Chronic iron overload induces gender-dependent changes in iron homeostasis, lipid peroxidation and clinical course of experimental autoimmune encephalomyelitis

• Female and male DA rats were exposed to iron overload (IO) before immunization with BBH + CFA.
• IO accelerated appearance of clinical signs of EAE in female rats.
• IO accelerated the progression of EAE and increased mortality in male rats.
• IO increased sequestration of Fe (liver, brain and spinal cord) and elevated serum ferritin in female rats.
• IO induced a higher lipid peroxidation in the brain and spinal cord of male rats.

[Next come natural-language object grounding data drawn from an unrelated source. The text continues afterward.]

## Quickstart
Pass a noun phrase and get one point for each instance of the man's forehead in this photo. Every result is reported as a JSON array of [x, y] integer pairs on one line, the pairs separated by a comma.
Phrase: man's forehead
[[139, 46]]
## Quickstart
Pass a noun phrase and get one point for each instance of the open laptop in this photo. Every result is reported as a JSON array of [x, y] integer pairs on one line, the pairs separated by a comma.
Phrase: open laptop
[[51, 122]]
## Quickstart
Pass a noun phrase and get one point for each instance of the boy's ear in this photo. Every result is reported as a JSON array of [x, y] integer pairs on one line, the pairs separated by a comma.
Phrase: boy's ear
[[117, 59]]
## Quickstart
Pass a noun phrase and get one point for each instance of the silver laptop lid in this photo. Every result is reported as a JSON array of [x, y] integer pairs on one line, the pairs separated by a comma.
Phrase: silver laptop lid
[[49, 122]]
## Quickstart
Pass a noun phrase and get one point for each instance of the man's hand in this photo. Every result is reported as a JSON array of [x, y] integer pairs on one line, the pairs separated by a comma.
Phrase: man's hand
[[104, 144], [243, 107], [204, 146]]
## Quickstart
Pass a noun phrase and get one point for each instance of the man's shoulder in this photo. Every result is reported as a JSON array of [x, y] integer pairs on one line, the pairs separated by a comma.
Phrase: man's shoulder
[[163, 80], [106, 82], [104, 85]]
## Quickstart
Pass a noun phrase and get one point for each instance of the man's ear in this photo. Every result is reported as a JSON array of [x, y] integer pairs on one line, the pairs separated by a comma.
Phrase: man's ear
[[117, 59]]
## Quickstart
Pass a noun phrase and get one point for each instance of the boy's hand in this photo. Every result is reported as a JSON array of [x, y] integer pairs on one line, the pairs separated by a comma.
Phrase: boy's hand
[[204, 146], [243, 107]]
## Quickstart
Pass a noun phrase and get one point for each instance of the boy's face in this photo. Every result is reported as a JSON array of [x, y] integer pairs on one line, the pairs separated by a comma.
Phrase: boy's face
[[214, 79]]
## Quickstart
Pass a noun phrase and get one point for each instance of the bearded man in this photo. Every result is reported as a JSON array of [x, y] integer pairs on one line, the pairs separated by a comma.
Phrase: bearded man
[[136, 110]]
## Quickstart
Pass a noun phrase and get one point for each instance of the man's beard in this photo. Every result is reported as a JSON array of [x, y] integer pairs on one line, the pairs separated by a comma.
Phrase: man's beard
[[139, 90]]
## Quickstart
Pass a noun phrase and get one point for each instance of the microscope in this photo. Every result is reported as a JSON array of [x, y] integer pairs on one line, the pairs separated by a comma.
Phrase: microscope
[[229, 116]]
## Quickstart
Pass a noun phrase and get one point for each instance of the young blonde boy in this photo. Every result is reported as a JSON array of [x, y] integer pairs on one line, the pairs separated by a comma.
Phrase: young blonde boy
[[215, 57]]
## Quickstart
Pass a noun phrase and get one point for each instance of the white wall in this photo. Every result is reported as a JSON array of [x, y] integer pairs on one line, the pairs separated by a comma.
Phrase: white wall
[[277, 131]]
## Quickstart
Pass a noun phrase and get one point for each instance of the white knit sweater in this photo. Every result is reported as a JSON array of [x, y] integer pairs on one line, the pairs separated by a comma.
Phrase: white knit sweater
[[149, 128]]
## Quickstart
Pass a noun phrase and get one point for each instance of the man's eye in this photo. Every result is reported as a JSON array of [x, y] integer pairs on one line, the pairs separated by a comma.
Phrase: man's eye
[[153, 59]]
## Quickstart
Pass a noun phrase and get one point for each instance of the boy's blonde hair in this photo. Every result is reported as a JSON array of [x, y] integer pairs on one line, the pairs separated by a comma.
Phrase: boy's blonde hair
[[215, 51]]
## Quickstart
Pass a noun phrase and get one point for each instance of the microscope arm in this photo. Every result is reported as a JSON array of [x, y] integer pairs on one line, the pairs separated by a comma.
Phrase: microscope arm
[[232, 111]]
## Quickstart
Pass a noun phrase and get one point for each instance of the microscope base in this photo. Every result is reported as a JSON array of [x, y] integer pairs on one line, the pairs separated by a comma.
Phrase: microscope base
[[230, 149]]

To analyze iron- and gender-dependent mechanisms possibly involved in pathogenesis of multiple sclerosis (MS) in this study we evaluated the effects of iron overload (IO) on iron status and lipid peroxidation processes (LPO) in tissues of female and male DA rats during chronic relapsing experimental autoimmune encephalomyelitis, a well-established MS animal model.Rats were treated by iron sucrose (75 mg/kg bw/day) or with saline solution during two weeks before the sensitization with bovine brain homogenate in complete Freund's adjuvant. Clinical signs of EAE were monitored during 29 days. Serum and tissues of CNS and liver were sampled before immunization and at day 13th post immunization (during acute phase of EAE). The determination of ferritin, iron, malondialdehyde (MDA) and 4-hydroxynonenal (4-HNE) and evaluation of histopathology were performed by ELISA, ICP spectrometry and immunohistochemistry.Results showed that IO in female EAE rats accelerated the onset of disease. In contrast, in male rats it accelerated the progression of disease and increased the mortality rate. During acute phase of EAE female IO rats sequestered more Fe in the liver, spinal cord and in the brain and produced more ferritin than male EAE rats. Male rats, however, reacted on IO by higher production of MDA or 4-HNE in the neural tissues and showed greater signs of plaque formation and gliosis in spinal cord.The data point to sexual dimorphism in mechanisms that regulate peripheral and brain iron homeostasis and imply that men and women during MS might be differentially vulnerable to exogenous iron overload.